In these cases I have arrived at the following conclusions:
(1.) That the several provisions of the act under consideration do in effect annihilate and destroy the rights of property which the citizens of this state possessed, at the time it took effect, in intoxicating liquors. This, in my opinion, cannot be done consistently with the provision in the constitution which declares that no person shall be deprived of life, liberty or property, without due process of law.
(2.) Although it is, in my opinion, competent for the legislature to pass an act containing the provisions embraced in this statute, to operate only upon intoxicating liquors hereafter to be imported or manufactured, the act referred to does not discriminate between existing property and that which may hereafter be acquired or created, but operates equally upon all such property without any respect to the distinction referred to. It does not recognize any defence based upon that distinction, and the courts cannot entertain any such defence without holding the statute in question unconstitutional in its most material and practical operation. I am, therefore, of opinion that the act cannot be sustained in regard to existing or future property.

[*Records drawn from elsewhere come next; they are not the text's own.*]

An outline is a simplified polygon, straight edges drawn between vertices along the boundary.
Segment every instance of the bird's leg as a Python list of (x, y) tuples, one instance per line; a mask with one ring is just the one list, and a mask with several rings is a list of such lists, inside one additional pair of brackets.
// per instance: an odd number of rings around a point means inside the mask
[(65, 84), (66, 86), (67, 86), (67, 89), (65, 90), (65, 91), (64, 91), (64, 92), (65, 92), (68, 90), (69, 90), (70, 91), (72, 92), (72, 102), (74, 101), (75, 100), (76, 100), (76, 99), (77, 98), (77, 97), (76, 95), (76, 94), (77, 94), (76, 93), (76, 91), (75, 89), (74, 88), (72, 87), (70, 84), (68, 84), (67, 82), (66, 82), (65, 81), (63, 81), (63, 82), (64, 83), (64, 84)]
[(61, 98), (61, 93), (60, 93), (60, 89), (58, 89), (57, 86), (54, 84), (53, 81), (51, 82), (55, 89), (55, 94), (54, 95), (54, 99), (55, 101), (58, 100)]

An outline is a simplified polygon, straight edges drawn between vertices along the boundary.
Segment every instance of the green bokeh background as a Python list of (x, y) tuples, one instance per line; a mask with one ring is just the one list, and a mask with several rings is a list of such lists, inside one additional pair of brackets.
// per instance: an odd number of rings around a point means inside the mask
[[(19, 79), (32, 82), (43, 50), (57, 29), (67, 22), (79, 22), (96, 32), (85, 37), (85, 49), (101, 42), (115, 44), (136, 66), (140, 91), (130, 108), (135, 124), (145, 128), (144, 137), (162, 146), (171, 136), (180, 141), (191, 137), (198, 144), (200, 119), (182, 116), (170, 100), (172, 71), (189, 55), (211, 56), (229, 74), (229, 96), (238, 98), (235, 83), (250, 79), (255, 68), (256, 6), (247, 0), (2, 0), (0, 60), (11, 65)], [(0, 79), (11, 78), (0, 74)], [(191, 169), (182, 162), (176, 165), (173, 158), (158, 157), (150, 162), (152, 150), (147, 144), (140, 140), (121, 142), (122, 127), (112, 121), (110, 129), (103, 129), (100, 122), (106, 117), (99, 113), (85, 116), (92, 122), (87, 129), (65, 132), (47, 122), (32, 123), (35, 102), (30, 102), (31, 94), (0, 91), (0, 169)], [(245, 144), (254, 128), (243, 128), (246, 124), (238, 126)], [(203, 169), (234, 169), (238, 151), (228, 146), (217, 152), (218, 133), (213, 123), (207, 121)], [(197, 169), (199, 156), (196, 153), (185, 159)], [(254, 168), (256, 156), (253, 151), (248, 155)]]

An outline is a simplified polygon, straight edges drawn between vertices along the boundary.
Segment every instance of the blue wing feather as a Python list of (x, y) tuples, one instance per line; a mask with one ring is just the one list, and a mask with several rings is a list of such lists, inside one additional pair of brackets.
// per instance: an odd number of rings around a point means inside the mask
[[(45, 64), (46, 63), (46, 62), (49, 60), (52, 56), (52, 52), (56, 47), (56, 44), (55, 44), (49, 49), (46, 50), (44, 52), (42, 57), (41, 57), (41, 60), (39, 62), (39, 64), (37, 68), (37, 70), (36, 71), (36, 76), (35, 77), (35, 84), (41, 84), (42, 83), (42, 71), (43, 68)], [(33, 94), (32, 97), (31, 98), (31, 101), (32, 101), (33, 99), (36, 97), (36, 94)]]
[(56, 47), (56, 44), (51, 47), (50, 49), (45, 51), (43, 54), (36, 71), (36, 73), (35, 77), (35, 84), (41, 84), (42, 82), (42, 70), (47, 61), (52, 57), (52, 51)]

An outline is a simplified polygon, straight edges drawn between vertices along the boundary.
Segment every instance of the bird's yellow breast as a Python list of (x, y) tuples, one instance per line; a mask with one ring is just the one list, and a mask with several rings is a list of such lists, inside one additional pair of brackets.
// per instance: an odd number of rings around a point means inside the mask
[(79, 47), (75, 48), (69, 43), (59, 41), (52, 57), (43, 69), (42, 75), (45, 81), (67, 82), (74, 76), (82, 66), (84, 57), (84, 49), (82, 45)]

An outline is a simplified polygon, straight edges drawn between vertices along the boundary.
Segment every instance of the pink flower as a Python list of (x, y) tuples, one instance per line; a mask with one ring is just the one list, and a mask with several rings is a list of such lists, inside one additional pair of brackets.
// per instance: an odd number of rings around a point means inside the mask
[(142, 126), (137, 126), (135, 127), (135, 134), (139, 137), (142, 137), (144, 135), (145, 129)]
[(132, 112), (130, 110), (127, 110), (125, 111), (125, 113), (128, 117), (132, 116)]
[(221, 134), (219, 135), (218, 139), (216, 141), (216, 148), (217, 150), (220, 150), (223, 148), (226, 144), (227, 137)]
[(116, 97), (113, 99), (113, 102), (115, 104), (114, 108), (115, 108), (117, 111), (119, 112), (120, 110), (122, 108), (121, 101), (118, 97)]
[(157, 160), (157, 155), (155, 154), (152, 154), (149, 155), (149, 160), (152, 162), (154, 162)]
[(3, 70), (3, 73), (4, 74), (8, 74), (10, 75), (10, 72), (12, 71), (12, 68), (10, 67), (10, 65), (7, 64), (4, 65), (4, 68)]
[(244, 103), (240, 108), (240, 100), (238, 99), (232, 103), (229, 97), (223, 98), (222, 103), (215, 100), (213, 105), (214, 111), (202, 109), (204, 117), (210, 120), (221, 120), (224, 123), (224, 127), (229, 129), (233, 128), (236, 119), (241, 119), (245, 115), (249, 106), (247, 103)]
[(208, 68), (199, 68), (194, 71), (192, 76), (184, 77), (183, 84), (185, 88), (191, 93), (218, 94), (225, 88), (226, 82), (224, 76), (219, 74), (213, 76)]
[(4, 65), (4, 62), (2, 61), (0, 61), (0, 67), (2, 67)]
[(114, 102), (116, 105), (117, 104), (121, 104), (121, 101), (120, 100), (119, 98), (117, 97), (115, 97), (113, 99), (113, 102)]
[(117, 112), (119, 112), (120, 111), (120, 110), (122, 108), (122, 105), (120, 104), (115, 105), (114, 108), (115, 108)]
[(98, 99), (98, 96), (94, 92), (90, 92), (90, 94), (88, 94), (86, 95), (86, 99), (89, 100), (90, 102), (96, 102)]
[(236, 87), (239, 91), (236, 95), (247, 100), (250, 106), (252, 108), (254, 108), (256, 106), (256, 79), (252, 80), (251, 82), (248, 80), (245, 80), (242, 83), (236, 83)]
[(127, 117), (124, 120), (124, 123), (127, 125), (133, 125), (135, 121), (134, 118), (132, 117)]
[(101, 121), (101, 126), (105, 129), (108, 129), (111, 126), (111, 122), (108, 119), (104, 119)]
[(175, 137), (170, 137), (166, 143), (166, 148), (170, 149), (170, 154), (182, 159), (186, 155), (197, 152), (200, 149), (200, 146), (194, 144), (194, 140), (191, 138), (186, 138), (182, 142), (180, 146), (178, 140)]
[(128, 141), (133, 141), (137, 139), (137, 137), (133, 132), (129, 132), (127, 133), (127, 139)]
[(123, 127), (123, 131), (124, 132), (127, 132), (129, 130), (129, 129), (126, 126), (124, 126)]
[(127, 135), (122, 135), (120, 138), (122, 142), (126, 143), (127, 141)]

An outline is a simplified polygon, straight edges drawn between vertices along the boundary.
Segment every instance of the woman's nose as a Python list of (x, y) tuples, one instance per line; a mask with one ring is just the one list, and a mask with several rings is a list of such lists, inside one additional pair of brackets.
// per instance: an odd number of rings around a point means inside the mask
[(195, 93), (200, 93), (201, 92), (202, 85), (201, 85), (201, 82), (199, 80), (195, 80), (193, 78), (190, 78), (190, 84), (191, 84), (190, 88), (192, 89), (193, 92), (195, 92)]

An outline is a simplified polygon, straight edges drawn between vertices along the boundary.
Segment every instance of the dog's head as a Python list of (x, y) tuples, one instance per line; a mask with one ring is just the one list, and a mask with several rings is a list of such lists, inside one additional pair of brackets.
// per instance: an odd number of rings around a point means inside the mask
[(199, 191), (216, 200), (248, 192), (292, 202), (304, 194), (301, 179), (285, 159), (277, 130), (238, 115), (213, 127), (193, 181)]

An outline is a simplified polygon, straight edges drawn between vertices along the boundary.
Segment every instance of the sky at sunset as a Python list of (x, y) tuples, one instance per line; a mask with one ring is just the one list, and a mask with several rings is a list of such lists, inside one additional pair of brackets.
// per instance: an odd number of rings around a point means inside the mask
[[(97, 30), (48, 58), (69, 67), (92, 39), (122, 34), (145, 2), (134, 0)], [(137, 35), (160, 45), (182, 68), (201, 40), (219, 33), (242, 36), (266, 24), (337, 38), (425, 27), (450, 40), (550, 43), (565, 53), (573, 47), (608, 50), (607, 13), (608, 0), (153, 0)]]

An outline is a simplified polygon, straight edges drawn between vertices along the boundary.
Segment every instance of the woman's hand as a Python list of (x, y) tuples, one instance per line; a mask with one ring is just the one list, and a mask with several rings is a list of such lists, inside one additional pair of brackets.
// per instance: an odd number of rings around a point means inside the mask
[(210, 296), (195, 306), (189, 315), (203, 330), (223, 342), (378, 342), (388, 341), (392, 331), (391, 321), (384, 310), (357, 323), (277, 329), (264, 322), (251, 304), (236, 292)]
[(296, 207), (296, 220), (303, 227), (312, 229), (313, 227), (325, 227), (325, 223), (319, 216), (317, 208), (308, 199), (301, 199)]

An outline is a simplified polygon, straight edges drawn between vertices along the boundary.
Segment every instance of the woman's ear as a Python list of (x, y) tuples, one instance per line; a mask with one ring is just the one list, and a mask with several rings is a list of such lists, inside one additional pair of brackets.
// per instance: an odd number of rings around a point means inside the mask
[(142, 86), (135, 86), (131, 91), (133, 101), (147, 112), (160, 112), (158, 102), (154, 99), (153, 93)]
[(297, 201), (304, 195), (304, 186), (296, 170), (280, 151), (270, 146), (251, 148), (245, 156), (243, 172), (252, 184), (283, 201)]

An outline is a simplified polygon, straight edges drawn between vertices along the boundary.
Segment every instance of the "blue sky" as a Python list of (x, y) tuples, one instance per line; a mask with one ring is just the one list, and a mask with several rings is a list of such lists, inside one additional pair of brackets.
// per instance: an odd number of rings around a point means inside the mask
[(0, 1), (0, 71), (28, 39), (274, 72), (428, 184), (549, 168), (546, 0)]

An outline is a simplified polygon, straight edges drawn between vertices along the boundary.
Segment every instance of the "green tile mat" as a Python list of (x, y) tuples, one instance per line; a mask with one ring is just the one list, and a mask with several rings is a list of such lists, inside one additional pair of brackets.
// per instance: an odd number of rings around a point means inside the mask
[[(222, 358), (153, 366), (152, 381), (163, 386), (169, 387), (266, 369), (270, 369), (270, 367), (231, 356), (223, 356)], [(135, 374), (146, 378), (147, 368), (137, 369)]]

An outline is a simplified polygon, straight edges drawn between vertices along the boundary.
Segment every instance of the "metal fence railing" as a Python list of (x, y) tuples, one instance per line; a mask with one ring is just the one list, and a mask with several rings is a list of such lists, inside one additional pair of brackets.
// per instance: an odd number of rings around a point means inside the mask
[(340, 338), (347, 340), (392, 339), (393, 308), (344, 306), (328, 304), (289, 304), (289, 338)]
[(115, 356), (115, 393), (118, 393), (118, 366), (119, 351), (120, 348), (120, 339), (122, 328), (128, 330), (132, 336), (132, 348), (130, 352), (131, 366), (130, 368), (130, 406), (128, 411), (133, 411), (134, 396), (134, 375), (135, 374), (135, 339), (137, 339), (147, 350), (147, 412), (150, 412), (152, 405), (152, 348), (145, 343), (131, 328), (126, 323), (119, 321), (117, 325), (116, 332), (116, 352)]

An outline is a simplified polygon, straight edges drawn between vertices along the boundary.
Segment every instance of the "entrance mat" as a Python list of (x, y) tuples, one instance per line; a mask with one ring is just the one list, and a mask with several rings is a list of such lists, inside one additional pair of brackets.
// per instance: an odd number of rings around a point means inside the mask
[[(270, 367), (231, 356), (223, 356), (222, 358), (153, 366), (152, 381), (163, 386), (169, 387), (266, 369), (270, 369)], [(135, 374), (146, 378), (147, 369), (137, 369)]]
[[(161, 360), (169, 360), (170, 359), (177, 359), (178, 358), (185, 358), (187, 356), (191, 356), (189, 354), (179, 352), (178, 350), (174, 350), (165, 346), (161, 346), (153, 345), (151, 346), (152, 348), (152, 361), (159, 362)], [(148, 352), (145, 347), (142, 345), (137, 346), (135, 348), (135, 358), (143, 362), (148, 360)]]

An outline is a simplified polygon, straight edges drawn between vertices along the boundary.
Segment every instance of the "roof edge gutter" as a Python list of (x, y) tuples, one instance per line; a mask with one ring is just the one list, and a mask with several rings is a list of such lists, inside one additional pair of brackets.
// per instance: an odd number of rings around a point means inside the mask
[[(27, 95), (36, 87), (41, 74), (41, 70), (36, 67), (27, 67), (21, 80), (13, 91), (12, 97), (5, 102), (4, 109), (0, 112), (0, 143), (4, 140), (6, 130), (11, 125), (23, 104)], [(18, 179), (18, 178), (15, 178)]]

(3.) The fair and I think the necessary construction of that part of the act which subjects an alleged offender to trial before a court of special sessions, deprives him of the right of trial by jury. The act does not allow such accused person to give bail and thus transfer the case to the general sessions. The offences are of the class which must have been punished by means of a jury trial at the time the constitution was adopted. In cases where a jury trial had *Page 460 been theretofore used, it is declared by the constitution that it shall remain inviolate forever.
I am, therefore, in favor of pronouncing a judgment of reversal in the first mentioned case, and of affirmance in the other.